Colossians 3 opens with a reminder of the Christian’s identity of being raised with Christ, who is seated at God’s right hand. That reality changes a person and cultivates a heart to want to be with Christ and to pursue Christlikeness, which is fulfilled through the ministry of the Holy Spirit in the pastor’s heart and life, Matte said.
Being with Jesus
With the heart filled through a passion for Christ, the pastor can then more fully minister first to his home and then his church.
“It’s been said that if you take care of the ministry, God will take care of the house,” Matte said. “I want to flip that and say if you take care of your house, God will take care of your ministry.”
Michael Catt, who recently retired as pastor of Sherwood Baptist Church in Albany, Georgia, shared about the challenges of ministry and the need for pastors to be with Jesus and to encourage their people to see Jesus.
“If you’re breathing, you’re going to have problems,” Catt said. “If you wake up and the devil’s not bothering you, it’s because you’re not bothering him.”
Catt addressed the need to lead a church to become a congregation that loves Jesus Christ and reaches people with the hope of the gospel.
“Religious people don’t like Jesus. They like religion. They like deistic moralism,” Catt said. “They don’t want God in the midst of them. They want rules and regulations. … We’ve done nothing to get rid of Pharisees in 2,000 years.”
Three words from Matthew 11:28–30 offer life-changing hope for a pastor: Come, take, learn. Come to Jesus, take His yoke and learn from Him.
“Jesus says come, show up. Get with me!” Catt said. “Remember the first thing Jesus said to his disciples was that they would be with him.”

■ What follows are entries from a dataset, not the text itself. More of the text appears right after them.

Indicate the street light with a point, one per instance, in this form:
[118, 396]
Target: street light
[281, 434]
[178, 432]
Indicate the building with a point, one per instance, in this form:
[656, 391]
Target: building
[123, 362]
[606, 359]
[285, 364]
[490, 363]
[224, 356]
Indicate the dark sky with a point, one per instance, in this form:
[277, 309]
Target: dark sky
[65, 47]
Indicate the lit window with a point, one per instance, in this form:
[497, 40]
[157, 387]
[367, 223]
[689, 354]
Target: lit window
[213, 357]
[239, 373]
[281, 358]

NAMB’s retreats are also designed to serve pastors’ wives, and various speakers spent time investing in them during their own sessions. Kathy Litton, NAMB’s director of spouse development for Send Network, has been involved in ministering to pastors’ wives during NAMB’s retreats for ministry couples in recent years.
Tara Dew led multiple sessions on Nov. 2. She is the wife of New Orleans Baptist Theological Seminary President Jamie Dew and the director of Thrive, the seminary’s certificate program for ministry wives.

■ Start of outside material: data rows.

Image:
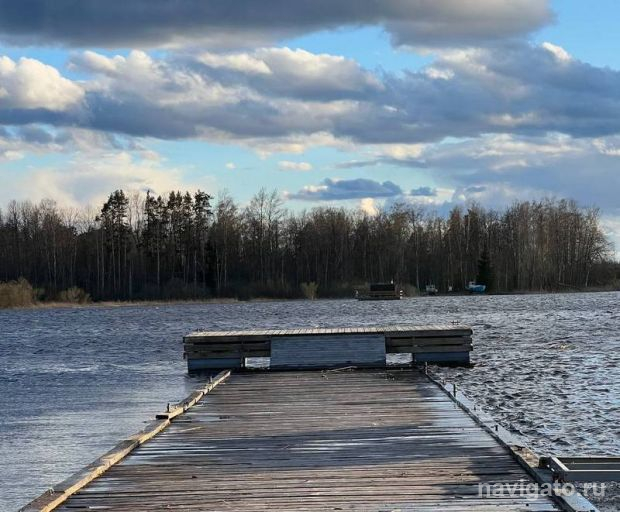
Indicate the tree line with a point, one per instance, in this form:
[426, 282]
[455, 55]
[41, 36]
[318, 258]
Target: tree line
[191, 246]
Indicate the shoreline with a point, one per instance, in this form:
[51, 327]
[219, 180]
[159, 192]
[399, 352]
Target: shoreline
[231, 300]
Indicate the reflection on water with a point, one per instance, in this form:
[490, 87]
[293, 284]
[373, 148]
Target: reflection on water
[75, 381]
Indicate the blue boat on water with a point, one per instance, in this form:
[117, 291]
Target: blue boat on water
[472, 287]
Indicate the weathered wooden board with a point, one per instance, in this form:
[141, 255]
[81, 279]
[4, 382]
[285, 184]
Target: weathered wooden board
[361, 440]
[221, 349]
[360, 350]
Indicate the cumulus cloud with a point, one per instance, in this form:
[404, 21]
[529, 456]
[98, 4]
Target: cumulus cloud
[287, 165]
[338, 189]
[29, 84]
[92, 176]
[141, 23]
[512, 88]
[423, 192]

“Pastors’ wives serve their husbands, families, churches and communities so faithfully week in and week out,” Dew said in comments after the retreat.
“Encouraging and equipping them in some small way is one of the passions of my heart,” he noted, “I count it such a privilege to have served them at the NAMB Retreat and loved every minute we had together.”
Morris Johnson, pastor of Integrity Baptist Church in Hueytown, Alabama, attended the retreat with his wife Derry.
“It is life-changing, reinforcing basic biblical qualities — that I owe a relationship first to God, then my family then to the church,” Johnson said. “We’re looking for a renewed thrust in the ministry in changing peoples’ lives with those same, basic three principles.”
The new name for NAMB’s retreats for ministry couples — Refresh — was offered to NAMB by Michael Catt, who hosted conferences for pastors by that name throughout his years of ministry.
“NAMB needs to keep continuing because this is so meaningful to pastors,” Johnson said.